Common Causes of Simultaneous Depletion
Magnesium and potassium often drop together because many of the same conditions deplete both. Loop and thiazide diuretics are among the most common culprits. These medications increase urinary excretion of both electrolytes simultaneously by altering how the kidneys handle sodium, which drags magnesium and potassium along with it. Diuretic regimens designed to conserve potassium (like potassium-sparing diuretics) tend to conserve magnesium as well, reinforcing how tightly the two are linked in the kidney.

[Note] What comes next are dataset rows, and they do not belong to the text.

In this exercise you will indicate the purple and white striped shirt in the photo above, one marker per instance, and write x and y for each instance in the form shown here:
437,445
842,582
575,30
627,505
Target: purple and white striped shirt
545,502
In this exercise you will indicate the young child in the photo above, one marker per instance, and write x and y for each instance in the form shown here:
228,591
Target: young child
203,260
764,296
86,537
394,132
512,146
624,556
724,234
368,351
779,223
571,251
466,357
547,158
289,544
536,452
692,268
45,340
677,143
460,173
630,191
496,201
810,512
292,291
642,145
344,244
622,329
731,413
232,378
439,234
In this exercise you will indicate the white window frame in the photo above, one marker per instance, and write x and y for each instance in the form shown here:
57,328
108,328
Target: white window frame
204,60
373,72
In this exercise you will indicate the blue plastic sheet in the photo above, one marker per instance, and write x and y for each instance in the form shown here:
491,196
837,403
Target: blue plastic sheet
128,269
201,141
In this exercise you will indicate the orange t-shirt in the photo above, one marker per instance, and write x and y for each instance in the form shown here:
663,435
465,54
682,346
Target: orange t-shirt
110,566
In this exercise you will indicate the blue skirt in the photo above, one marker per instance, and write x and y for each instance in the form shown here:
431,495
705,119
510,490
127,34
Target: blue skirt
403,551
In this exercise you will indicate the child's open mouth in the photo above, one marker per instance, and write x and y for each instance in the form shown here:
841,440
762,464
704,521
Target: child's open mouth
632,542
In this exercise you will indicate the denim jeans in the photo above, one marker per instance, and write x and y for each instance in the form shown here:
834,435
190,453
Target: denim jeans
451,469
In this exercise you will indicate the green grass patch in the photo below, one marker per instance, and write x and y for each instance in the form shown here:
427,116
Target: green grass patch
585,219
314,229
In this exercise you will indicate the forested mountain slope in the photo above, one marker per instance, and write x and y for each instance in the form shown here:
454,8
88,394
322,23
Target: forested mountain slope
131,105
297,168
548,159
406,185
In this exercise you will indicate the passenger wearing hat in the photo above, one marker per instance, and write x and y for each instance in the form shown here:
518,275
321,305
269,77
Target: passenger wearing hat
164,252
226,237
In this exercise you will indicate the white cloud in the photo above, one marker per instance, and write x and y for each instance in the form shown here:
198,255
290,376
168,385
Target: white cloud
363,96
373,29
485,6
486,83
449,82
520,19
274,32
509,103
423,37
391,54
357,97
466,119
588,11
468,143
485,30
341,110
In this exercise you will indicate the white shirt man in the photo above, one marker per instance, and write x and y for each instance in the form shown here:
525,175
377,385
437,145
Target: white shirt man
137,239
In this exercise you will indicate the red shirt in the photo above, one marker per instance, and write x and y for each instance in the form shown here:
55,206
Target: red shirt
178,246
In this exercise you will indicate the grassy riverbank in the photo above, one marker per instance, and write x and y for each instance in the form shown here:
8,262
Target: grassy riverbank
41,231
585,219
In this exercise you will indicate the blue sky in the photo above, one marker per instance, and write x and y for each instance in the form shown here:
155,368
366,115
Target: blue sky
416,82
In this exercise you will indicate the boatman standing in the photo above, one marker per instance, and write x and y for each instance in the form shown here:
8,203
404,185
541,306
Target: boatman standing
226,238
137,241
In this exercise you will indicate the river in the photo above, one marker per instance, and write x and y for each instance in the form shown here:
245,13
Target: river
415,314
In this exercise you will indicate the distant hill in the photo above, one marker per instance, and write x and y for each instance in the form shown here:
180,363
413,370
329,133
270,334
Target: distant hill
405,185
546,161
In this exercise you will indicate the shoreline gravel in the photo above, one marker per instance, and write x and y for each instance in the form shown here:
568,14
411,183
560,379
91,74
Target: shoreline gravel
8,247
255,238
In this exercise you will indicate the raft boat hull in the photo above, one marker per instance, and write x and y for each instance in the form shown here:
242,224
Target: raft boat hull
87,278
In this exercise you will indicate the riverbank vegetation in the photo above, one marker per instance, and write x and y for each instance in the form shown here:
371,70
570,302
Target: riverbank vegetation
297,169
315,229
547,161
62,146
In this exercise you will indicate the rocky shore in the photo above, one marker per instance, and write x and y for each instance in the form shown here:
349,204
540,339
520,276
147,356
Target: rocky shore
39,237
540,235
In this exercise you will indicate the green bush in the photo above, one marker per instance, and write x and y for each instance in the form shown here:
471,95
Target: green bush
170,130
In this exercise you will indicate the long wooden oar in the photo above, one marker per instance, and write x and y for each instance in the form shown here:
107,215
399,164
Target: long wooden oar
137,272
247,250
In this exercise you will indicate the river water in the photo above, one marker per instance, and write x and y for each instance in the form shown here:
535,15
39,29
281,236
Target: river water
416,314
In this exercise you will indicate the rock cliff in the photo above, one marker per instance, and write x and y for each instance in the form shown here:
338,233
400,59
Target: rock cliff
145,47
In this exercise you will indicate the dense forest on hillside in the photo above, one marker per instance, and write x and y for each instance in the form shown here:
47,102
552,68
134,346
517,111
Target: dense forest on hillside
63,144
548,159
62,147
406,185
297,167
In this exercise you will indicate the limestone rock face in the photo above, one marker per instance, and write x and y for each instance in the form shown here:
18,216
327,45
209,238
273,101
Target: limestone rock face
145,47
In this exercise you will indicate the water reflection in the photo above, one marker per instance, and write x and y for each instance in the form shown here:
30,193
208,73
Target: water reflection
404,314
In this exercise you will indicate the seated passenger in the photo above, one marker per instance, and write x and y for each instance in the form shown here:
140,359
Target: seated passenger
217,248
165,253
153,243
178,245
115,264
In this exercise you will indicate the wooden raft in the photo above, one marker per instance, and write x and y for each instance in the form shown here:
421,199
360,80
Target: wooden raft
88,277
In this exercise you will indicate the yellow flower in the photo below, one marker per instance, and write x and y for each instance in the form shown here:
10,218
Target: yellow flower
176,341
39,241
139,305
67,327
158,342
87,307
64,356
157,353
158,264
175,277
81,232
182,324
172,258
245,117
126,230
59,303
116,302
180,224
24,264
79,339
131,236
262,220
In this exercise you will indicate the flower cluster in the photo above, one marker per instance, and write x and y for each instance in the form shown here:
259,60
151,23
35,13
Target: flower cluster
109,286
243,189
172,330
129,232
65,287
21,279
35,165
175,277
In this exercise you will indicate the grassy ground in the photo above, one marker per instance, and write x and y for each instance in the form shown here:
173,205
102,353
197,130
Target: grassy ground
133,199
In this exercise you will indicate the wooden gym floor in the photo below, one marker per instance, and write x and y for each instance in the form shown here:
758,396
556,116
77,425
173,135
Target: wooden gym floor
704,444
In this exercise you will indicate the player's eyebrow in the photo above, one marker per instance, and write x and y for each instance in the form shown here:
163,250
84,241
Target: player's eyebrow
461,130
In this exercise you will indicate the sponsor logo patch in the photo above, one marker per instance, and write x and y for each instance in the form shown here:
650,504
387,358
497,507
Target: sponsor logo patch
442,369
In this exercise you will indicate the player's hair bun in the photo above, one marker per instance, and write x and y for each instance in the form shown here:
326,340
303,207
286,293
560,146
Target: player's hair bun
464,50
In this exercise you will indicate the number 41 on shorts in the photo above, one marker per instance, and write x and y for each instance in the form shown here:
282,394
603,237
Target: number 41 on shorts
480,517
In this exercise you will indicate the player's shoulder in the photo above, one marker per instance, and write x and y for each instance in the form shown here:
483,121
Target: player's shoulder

Other frequent causes of combined depletion include chronic alcohol use, poorly controlled diabetes, chronic diarrhea or malabsorption, and certain kidney tubular disorders. Proton pump inhibitors taken long-term can also impair magnesium absorption from the gut. In each case, the magnesium deficit amplifies potassium losses beyond what the original condition alone would cause.
Recognizing the Problem
Standard lab work defines hypomagnesemia as a serum magnesium level below 0.7 mmol/L (1.7 mg/dL), but recent clinical guidelines suggest this cutoff is too low. A level below 0.85 to 0.9 mmol/L (about 2.1 to 2.2 mg/dL) may already indicate a deficit significant enough to affect potassium handling and other body functions. This means some people with “normal” magnesium on a lab report could still have enough of a deficit to contribute to stubborn low potassium.
Complicating matters further, serum magnesium reflects only about 1% of the body’s total magnesium stores, since most magnesium lives inside cells and in bone. A person can have meaningfully depleted magnesium with a borderline-normal blood test. If potassium keeps dropping despite adequate replacement, a magnesium deficit should be suspected even when the serum level looks acceptable.